Ezra lui fit un signe, annonçant que c'était à elle que revenait la lecture du dossier et sans un mot, elle chercha la page du patient.

« nom inconnu » souffla - t – elle « âge inconnu, il est arrivé hier avec les autres, couvert de plusieurs blessures mais la plus grave reste celle sur son visage ; il s'est réveillé ce matin »
« rien d'autre, Levy ? »
« non, le dossier est vide »

La bleue vit sa supérieure, les sourcils froncés, lui prendre le dossier des mains, cherchant une quelconque autre information mais il n'y avait rien, rien du tout de plus ; tous les regards se posèrent sur cet homme, qui regardait silencieusement par la fenêtre. Il semblait en proie à un tas d'interrogations et elle laissa ces iris noisettes effleurer son corps, son visage ; imposant, fut le premier mot qui lui vint. Cet homme était imposant.
Ezra s'approcha du garçon, les mains sur les hanches.

« ton nom, s'il te plaît » souffla - t - elle
« je ne sais pas »

Il ne prit même pas la peine de tourner la tête, continuant de contempler quelque chose par la fenêtre.

« comment ça tu ne sais pas ? » répéta la rouge
« je ne sais pas, je ne me souviens pas »

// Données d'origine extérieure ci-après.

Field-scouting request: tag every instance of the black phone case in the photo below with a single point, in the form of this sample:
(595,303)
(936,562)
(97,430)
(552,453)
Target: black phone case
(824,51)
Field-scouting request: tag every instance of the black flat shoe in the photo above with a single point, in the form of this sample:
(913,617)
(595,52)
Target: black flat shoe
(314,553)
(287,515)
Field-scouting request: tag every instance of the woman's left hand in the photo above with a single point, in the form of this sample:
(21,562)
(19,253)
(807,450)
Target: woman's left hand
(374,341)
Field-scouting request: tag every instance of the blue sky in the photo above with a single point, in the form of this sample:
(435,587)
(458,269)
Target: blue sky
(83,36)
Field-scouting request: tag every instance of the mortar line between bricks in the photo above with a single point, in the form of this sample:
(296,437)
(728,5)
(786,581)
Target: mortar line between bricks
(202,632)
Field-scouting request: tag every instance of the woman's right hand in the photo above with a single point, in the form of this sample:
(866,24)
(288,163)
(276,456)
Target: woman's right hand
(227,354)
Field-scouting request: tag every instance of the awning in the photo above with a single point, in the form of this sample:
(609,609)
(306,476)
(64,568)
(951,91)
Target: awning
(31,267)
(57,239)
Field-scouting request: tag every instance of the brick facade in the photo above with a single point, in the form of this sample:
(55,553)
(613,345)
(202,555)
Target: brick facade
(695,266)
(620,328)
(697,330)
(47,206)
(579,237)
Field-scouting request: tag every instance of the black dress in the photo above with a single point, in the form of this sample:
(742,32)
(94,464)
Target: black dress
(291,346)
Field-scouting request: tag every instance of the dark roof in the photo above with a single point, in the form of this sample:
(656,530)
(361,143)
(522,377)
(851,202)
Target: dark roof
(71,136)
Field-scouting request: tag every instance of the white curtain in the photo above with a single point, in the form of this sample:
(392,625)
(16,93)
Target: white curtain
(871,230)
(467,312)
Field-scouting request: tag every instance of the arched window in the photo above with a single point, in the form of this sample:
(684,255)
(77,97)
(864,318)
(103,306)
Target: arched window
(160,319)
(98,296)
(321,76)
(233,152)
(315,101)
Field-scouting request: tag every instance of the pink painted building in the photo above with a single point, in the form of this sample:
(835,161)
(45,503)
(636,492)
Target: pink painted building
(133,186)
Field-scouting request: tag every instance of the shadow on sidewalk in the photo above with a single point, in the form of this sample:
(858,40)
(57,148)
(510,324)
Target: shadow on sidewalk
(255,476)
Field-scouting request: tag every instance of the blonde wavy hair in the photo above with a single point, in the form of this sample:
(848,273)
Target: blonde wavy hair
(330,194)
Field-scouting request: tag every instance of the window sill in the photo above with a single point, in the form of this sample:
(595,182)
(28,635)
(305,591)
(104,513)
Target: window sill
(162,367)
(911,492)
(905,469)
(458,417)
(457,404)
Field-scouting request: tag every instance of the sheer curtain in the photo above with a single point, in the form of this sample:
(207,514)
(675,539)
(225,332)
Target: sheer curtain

Un soupir s'échappa de ses lèvres et à l'instant où ces iris rouges effleurèrent les siennes, son coeur rata un battement ; la lèvre inférieure coincée entre ses dents, elle écouta la suite de la conversation, étouffant les battements de son coeur maladroit.

« pas du tout ? » demanda la supérieure
« je ne sais pas qui je suis »

Sa voix rauque résonna un instant dans l'air ; puis, il détourna son attention d'eux, pour scruter par la fenêtre.